I picked up NWS' Rule the Waves (link at bottom), which is a surprisingly engrossing game.
Essentially it places you in the role of Grand Admiral of a navy in 1900, in a world bereft of the alliances. You may choose from 12 historical or 3 alt/hist nations (CSA, for example).
You may choose a historical budget or a larger one for your nation. You are assigned a pre-1900 fleet and a budget, and are set to begin 300 one-month turns.
There are three basic phases to a turn:
You set your training doctrine, intelligence priorities, and research priorities. You may choose to build ships of existing classes, design new classes, upgrade existing ships, build shore batteries, or improve your port facilities (or any combination thereof for which you have the budget funding for), and assign ships to those of the 12 sea regions in which you have an interest.
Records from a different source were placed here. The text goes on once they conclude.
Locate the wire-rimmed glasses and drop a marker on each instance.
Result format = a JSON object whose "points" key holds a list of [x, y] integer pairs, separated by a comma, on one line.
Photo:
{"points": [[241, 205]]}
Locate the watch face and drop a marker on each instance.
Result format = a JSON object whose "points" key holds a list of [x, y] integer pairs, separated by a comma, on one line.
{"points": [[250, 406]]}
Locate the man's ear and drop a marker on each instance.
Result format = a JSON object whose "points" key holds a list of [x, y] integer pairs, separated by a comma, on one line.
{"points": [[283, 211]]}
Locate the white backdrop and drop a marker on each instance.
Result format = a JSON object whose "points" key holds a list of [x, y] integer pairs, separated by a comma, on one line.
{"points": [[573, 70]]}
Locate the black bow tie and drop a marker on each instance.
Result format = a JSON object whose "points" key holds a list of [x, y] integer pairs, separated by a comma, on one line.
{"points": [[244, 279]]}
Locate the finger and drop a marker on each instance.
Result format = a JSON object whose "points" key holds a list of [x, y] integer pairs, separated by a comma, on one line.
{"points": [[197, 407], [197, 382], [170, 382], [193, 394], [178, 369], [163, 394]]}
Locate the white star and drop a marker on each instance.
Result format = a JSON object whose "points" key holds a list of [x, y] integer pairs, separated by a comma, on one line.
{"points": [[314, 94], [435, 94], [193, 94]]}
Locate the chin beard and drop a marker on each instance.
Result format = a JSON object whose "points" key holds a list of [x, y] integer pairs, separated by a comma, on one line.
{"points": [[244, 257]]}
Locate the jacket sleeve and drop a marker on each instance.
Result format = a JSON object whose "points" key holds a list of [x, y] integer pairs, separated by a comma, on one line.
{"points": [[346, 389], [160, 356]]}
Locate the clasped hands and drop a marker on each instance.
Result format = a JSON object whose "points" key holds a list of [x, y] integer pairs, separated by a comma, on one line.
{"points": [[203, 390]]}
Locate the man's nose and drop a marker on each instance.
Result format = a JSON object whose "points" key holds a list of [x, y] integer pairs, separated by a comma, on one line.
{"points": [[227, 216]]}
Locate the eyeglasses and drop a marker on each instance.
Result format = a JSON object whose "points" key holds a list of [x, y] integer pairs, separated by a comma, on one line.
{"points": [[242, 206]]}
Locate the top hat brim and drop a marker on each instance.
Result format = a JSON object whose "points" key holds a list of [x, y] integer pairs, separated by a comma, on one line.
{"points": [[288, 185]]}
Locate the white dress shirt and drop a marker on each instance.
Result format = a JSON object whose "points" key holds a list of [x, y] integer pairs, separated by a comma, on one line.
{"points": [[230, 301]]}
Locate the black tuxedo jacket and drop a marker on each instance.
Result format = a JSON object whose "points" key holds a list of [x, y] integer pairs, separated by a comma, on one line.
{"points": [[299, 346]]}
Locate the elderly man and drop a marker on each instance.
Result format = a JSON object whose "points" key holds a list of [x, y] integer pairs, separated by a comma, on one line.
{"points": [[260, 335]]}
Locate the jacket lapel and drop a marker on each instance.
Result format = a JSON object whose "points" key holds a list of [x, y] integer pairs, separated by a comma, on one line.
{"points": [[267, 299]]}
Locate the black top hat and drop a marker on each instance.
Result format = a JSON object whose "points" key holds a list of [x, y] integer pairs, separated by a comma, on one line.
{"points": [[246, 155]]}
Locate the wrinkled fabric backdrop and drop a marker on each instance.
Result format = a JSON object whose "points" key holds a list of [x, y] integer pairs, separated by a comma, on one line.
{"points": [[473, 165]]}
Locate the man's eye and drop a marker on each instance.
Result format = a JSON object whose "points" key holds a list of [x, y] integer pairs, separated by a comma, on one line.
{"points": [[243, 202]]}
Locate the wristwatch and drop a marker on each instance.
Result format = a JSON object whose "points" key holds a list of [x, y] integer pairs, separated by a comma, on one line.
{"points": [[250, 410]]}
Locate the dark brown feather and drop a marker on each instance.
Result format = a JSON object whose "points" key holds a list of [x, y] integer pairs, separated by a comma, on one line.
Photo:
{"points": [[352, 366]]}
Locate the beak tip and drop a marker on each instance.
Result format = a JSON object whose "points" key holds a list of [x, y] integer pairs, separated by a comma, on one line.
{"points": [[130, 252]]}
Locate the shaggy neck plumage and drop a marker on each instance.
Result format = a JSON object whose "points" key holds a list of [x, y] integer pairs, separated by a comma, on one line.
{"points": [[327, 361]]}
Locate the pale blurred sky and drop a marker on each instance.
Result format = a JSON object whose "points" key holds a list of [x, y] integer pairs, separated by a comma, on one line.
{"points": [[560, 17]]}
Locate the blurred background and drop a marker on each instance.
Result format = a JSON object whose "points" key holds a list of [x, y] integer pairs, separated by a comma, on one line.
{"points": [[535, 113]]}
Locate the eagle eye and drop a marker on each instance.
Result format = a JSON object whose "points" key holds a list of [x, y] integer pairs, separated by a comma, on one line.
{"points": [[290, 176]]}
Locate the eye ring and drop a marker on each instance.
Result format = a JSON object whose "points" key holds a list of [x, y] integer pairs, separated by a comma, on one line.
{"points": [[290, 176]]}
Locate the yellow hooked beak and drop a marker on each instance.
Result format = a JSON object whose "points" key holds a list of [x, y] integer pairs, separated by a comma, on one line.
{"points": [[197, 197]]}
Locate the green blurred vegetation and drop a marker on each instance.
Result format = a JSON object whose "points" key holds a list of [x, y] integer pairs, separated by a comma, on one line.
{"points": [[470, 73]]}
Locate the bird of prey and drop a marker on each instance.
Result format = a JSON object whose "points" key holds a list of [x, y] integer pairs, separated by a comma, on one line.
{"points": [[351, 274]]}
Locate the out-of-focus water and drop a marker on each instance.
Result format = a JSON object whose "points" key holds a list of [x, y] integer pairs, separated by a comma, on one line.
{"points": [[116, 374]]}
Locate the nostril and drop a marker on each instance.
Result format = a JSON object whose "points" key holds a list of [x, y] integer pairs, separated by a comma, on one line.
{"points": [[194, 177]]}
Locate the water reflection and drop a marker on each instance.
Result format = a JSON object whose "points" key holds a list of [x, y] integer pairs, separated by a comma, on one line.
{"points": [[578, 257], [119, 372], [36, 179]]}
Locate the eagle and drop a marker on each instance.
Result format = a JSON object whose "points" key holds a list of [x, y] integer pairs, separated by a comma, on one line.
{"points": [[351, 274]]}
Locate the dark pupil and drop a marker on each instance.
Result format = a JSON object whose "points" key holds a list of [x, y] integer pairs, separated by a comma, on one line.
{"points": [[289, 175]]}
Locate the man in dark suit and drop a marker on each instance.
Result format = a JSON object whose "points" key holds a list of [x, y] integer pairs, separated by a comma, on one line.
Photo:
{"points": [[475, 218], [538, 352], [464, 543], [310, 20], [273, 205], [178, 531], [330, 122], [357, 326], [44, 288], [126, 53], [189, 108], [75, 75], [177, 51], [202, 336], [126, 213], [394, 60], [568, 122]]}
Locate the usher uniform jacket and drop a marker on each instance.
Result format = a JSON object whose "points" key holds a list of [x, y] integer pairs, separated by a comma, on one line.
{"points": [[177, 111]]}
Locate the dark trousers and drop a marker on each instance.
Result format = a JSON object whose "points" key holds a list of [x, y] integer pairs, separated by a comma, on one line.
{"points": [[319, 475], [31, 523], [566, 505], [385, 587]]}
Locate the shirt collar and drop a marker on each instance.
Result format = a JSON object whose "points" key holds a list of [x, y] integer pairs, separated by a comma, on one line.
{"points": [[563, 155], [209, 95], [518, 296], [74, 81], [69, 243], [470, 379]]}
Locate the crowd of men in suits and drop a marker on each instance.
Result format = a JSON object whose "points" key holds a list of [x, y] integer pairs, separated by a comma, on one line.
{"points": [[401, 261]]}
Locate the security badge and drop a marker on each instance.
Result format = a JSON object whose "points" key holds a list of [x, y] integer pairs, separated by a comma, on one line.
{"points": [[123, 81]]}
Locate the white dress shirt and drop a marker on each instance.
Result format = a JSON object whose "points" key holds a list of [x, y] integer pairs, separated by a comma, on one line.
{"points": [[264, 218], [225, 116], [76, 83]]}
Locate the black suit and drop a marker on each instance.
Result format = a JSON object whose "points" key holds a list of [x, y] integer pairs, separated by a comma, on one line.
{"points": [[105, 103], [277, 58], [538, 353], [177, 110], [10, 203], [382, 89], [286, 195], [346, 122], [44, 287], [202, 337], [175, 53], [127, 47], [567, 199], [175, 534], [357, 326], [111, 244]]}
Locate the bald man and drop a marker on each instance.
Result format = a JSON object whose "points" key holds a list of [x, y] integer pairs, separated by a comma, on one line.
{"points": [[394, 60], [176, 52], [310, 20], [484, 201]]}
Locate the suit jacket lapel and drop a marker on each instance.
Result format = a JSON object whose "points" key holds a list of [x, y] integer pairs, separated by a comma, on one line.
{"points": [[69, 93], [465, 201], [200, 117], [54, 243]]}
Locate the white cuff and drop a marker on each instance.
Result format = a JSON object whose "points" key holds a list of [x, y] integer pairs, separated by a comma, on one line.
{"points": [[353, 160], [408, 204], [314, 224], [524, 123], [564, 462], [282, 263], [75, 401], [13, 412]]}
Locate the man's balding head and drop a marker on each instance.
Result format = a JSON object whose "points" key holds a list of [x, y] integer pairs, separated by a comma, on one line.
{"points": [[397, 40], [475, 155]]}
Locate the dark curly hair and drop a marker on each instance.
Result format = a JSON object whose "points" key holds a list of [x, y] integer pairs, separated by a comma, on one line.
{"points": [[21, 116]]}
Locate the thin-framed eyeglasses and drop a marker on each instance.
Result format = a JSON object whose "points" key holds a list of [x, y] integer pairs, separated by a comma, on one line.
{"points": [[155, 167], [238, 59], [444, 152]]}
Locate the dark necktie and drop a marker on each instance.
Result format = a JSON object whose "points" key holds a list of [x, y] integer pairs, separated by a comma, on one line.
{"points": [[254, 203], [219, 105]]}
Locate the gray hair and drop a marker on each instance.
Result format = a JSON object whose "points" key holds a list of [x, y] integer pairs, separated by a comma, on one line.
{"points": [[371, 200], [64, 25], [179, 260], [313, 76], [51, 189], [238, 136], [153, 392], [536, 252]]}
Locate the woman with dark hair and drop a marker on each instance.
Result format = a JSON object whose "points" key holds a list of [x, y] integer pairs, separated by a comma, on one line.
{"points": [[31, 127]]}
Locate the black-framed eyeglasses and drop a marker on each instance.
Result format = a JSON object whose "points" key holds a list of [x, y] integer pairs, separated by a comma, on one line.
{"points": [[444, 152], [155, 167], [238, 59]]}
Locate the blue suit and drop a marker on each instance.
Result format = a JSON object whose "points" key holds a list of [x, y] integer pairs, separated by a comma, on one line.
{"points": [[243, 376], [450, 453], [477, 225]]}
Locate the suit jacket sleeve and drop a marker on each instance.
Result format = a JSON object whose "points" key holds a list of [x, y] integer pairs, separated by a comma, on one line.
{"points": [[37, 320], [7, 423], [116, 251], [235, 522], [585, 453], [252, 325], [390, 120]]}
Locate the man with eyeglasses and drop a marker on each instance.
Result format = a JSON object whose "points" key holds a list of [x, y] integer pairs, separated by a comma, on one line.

when you hit 'next turn' you get a screen telling you what news there is, usually just data on who is building or upgrading what, and similar naval related news. Your spies may report, and frequently you get pop-ups advising you of research successes. In additional, very frequently you get a pop-up which describes a situation (enemy spy caught, for example) and two or three different choices as to how to resolve it. Different choices can impact various factors. If you are at war you will get pop-ups with war news.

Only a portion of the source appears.